クロウも一応は部外者であるが詳細を知る事になる。
「何処から話せばいいかな?」
「この世界に来てからでいいですよ? 届け先を拒否する理由・・・それを明確にしないとメランコ公爵も納得されないでしょうから。それに、あちらの世界での事を言われても困りますので(どの辺りで召喚されたのか気になるけど、俺は知る必要が無いしな)」
クロウは真剣な面持ちでサヤコの語りを聞き始める。その右手は話し言葉そのものを書き記す。サヤコの言葉はそのまま日本語だ。それがこの世界の人間には共通語に聞こえているのだ。その逆は共通語が日本語に翻訳されている。ただ、時折この世界の人間には意味不明となる単語もあったりするが、クロウは気にせず即興で共通語訳を行った。

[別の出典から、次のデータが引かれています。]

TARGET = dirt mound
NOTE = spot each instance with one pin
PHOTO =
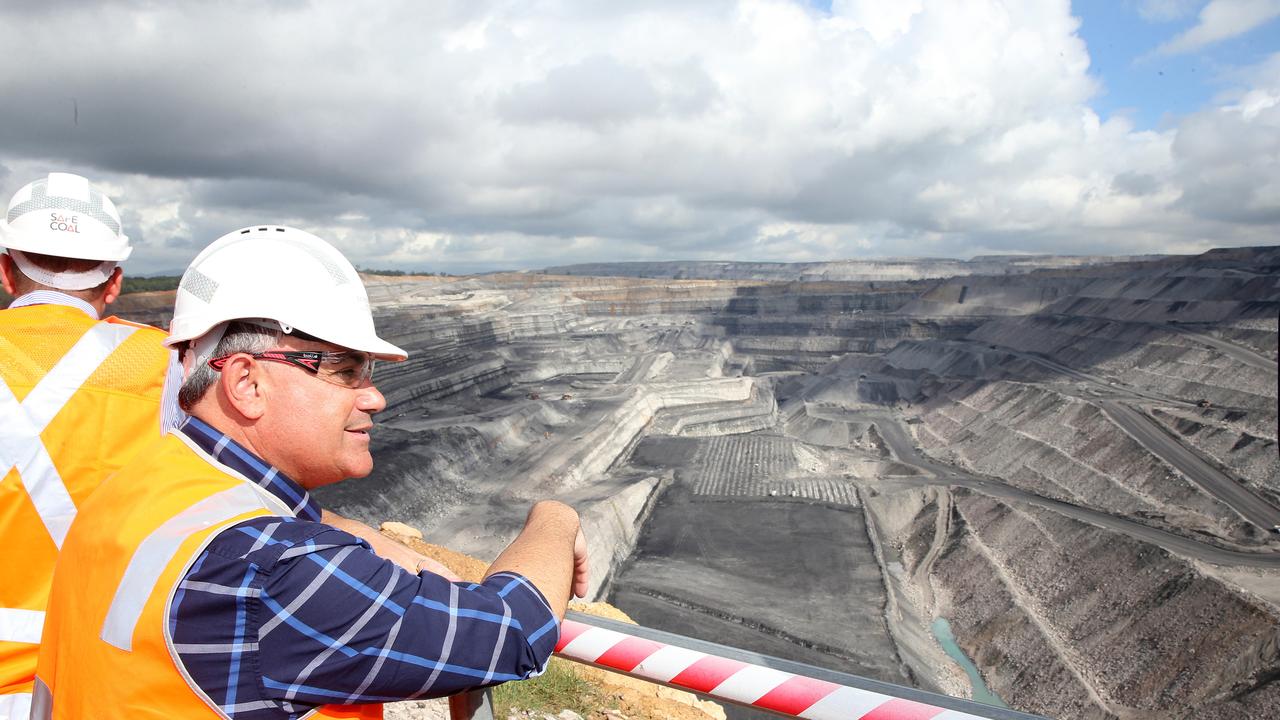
(629, 697)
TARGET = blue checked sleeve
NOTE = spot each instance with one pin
(312, 616)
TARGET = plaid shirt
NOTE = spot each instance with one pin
(279, 615)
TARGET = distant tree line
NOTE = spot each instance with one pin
(149, 285)
(397, 273)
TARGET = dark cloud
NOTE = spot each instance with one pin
(481, 135)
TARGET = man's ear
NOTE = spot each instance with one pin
(113, 286)
(245, 386)
(7, 270)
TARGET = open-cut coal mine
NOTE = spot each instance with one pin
(1045, 482)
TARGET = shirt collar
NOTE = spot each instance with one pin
(54, 297)
(233, 455)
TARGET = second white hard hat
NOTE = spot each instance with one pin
(65, 217)
(282, 274)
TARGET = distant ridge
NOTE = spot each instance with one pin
(877, 269)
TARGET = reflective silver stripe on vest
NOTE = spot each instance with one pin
(19, 706)
(158, 548)
(21, 424)
(41, 702)
(21, 625)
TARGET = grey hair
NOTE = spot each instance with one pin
(240, 337)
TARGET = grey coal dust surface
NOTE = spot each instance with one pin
(786, 578)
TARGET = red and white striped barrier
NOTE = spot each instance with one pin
(737, 682)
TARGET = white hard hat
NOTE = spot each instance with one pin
(282, 274)
(65, 217)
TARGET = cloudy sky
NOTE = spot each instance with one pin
(467, 136)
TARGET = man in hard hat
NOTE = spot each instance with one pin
(200, 582)
(78, 395)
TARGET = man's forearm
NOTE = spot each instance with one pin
(548, 552)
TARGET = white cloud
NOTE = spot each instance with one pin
(1166, 10)
(478, 135)
(1223, 19)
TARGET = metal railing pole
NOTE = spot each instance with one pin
(755, 680)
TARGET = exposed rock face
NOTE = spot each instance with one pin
(1073, 461)
(1078, 615)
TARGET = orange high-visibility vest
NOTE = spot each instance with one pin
(108, 651)
(78, 399)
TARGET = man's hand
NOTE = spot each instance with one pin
(387, 548)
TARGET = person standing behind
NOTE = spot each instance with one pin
(78, 395)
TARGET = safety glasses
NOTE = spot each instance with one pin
(346, 369)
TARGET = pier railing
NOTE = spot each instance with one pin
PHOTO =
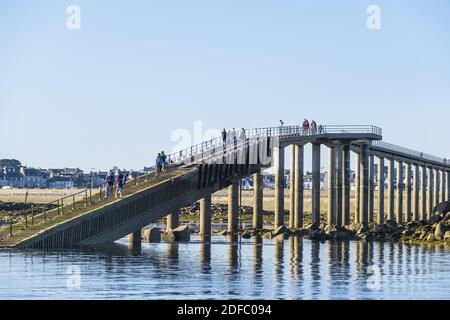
(410, 152)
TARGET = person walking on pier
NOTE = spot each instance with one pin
(109, 185)
(119, 184)
(158, 164)
(163, 161)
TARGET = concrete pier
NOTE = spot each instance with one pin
(278, 157)
(423, 194)
(135, 240)
(416, 194)
(173, 221)
(331, 214)
(257, 201)
(391, 190)
(347, 184)
(399, 200)
(357, 188)
(316, 184)
(443, 186)
(339, 185)
(205, 217)
(292, 189)
(233, 207)
(430, 192)
(371, 187)
(380, 180)
(298, 193)
(436, 187)
(408, 195)
(364, 218)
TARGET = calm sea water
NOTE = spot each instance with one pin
(230, 269)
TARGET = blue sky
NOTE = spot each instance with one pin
(113, 92)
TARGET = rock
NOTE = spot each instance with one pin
(434, 219)
(280, 230)
(151, 235)
(440, 231)
(447, 235)
(182, 233)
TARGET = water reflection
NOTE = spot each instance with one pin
(232, 267)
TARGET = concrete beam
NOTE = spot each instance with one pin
(173, 221)
(364, 219)
(257, 201)
(408, 198)
(380, 180)
(423, 194)
(339, 185)
(357, 188)
(233, 207)
(416, 194)
(298, 193)
(331, 215)
(292, 189)
(278, 154)
(347, 184)
(391, 190)
(430, 192)
(316, 184)
(399, 204)
(371, 187)
(205, 217)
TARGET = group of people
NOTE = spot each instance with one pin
(231, 136)
(311, 128)
(115, 179)
(161, 160)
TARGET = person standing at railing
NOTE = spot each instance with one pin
(158, 164)
(224, 137)
(163, 161)
(109, 185)
(119, 184)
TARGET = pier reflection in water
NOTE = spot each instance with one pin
(232, 267)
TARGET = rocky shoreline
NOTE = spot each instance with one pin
(436, 230)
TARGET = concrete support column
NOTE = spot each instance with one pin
(357, 188)
(443, 186)
(173, 221)
(339, 185)
(316, 184)
(448, 185)
(423, 195)
(278, 154)
(364, 219)
(408, 199)
(134, 240)
(292, 189)
(380, 180)
(430, 192)
(371, 187)
(298, 193)
(257, 201)
(391, 190)
(331, 215)
(233, 207)
(399, 205)
(347, 184)
(205, 217)
(437, 178)
(416, 193)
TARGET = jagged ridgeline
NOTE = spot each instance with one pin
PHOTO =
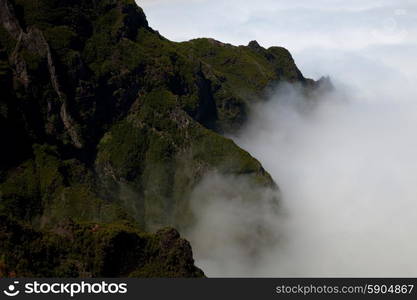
(106, 127)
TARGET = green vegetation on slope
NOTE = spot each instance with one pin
(105, 122)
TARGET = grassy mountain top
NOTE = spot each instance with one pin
(105, 122)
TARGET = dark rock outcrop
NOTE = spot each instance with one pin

「そうね。なら・・・あれはこの世界に来て数日後だったわ。この世界に来て直ぐの私はしばらくの間、落ち込んでいた。それは約束をした親友と離れ離れになった事にあったの。この世界に来た以上、あの世界には戻れないと、呼び出した者達から知らされたから」
「(やはり、拉致の噂は確定か・・・一方通行で呼び出された勇者は各国に子孫を残していると聞くし)」
「・・・そして、ある日の深夜。私に与えられた部屋に奴が現れたの。私が落ち込んでベッドに座っていると、目の前の椅子に座り、優しそうな言葉遣いで慰めた。『泣かないで下さい、先輩。悲しいのは皆一緒なんです。家族と離れ離れになり、右も左も判らない世界に放り込まれた』」
「(泣き落としか? まぁ判らん事もないが)」
「それを聞いて私は、泣き落としかと思ったわ。家族と離れ離れという理由はわかる。私だってそうだし、誰であれ混乱したのは確かだもの。その後も奴は言った。私の心情を無視してね? 『彼らの願いはこの世界に蔓延る、人にあだなす者を討伐して欲しいそうです』」
「(ま、妥当な話だな。冒険者では勝てない者を討伐するんだから。まぁその勇者ケンイチが民にあだなす者になってるのは、何たる皮肉か)」
サヤコは怒りに打ち震えながらも、淡々と語り続ける。クロウは冷静さを維持しつつ、客観的な態度で聞き入っていた。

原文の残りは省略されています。